Para Benítez no hay “crueldad” hacia las aves en la estrategia planteada y recordó que la campaña se llevará adelante de forma acotada en Canelones, Montevideo rural y San José. “O sea, no es al barrer en todo el país, sino en zonas específicas”, consideró.

Productores de frutos en Progreso
Cotorras sobrevuelan la ciudad de Progreso.
Foto: Darwin Borrelli

También entendió que no es de recibo el planteo ambientalista de que debería utilizarse cebo anticonceptivo. Citó a un técnico del Ministerio de Ganadería, Agricultura y Pesca que sostuvo que la población del animal creció mucho porque se dejaron de hacer campañas en 2021 y que explicó que “la cotorra es un bicho muy longevo, puede llegar a vivir 15 años”. Tras la decisión judicial, técnicos de Ganadería ya visitaron al menos un establecimiento cercano a Progreso, Canelones, particularmente afectado por la presencia de cotorras que arrasaron los manzanos, tomaron fotos y datos del predio.

Cambios ambientales

El productor Fernando Delpiano, presidente de la Sociedad de Fomento Rural de Progreso, explicó a El País que hay cambios ambientales que han incidido en la proliferación de las cotorras. Años atrás hacían sus nidos en talas o molles y tenían depredadores como los gatos monteses que controlaban su población. Ahora anidan en eucaliptus altos a los que no llegan esos depredadores o torres de la red eléctrica lo que también supone una complicación para UTE, explicó. Para Delpiano deben utilizarse todos los métodos posibles para controlar el crecimiento desmedido. “Se dejó de controlar la población, explotó y generó un desequilibrio. Lo que más le gusta es el maíz pero luego sigue con la fruta”, señaló.

MGAP
Fachada del edificio sede del Ministerio de Ganadería, Agricultura y Pesca.
Foto: Darwin Borrelli

Una especie longeva cuya población creció mucho

Benítez destacó en su fallo que no se utilizará el método del “pega-pega” para controlar la población de cotorras que los ambientalistas consideran cruel porque las aves quedan adheridas a la zona donde se aplica y se desgarran tratando de escaparse.

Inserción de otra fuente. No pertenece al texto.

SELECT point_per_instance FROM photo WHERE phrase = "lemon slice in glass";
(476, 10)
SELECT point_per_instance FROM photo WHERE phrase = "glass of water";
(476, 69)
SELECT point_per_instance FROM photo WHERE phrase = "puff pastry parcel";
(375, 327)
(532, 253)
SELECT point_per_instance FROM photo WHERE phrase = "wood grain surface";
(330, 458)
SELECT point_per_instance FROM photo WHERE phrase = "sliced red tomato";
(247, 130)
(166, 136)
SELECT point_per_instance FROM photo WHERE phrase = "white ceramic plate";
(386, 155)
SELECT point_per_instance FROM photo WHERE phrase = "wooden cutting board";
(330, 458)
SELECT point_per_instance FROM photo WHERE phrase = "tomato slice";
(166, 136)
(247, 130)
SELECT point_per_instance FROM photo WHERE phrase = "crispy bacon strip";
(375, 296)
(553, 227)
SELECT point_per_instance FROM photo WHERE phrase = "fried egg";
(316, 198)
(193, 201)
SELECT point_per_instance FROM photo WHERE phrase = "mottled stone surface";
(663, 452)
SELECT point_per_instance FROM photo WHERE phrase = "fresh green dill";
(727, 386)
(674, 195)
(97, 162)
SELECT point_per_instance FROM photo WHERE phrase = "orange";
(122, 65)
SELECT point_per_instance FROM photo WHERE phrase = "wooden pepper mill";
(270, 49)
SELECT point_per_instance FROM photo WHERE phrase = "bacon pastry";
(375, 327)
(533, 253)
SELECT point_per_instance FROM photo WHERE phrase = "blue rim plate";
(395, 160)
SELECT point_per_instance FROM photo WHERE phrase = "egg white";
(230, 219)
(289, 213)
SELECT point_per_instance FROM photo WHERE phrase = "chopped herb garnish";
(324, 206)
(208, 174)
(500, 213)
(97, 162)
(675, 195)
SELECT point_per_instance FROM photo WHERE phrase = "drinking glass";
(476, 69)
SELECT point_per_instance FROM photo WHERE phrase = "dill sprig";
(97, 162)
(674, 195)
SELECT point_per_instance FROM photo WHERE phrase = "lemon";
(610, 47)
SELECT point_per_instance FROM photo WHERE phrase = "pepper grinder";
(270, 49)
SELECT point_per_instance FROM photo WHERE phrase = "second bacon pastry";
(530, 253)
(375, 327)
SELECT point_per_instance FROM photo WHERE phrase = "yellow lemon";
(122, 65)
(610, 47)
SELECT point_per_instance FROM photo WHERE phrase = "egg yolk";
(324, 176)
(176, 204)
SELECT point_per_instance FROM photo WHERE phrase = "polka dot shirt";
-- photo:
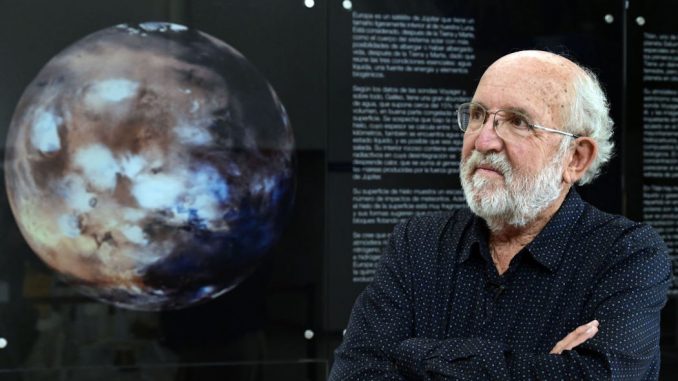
(438, 309)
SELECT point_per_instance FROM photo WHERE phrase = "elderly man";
(531, 282)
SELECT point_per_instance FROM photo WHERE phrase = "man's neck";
(508, 240)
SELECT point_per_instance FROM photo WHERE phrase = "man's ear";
(579, 160)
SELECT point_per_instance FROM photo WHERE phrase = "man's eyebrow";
(519, 110)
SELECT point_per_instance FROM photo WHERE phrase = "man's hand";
(576, 337)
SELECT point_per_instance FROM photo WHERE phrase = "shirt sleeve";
(381, 318)
(627, 301)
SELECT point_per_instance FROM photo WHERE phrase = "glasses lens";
(470, 116)
(511, 125)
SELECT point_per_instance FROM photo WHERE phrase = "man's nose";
(487, 139)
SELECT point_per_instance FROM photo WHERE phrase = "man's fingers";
(576, 337)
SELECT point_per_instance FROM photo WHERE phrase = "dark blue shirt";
(438, 309)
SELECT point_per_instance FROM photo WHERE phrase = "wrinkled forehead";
(540, 85)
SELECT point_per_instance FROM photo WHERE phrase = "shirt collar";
(549, 245)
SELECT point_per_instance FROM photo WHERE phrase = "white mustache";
(496, 161)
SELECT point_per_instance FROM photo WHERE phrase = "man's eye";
(517, 121)
(476, 113)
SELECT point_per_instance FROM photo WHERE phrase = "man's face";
(510, 181)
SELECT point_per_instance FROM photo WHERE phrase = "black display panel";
(651, 165)
(397, 72)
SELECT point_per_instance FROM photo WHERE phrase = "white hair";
(589, 115)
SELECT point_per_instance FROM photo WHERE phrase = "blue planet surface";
(150, 165)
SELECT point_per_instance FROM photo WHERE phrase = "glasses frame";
(494, 124)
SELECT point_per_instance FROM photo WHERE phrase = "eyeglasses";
(508, 124)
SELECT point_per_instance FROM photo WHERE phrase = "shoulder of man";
(619, 236)
(423, 236)
(432, 226)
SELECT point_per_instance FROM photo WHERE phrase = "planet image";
(151, 166)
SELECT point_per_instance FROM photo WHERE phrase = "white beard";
(520, 199)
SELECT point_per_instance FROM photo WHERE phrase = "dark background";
(257, 331)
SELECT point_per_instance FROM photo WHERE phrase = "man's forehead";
(531, 80)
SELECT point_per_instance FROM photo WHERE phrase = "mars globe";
(150, 165)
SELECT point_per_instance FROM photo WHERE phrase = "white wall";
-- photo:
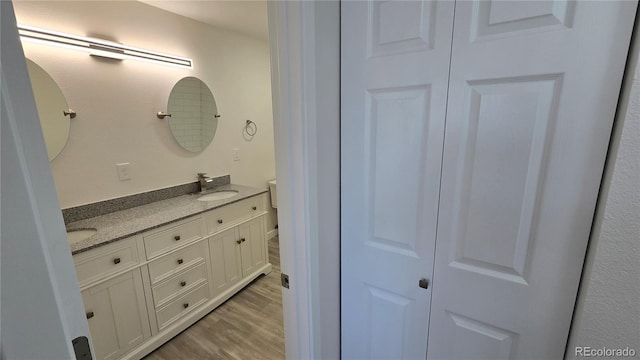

Un aspecto que favorece la proliferación de las cotorras es que, si no se controla su población, esta se dispara porque se trata de una especie longeva que vive más de 15 años y, a veces, hasta 30. En plantaciones de Colonia Wilson, San José, se ha llegado a perder el 30% de la fruta, dice Delpiano que es agrónomo y además de ser productor asesora a otros granjeros. “Si no hacemos nada para bajar las poblaciones para muchos productores va a ser el final porque las suyas son explotaciones familiares que necesitan ingresos”.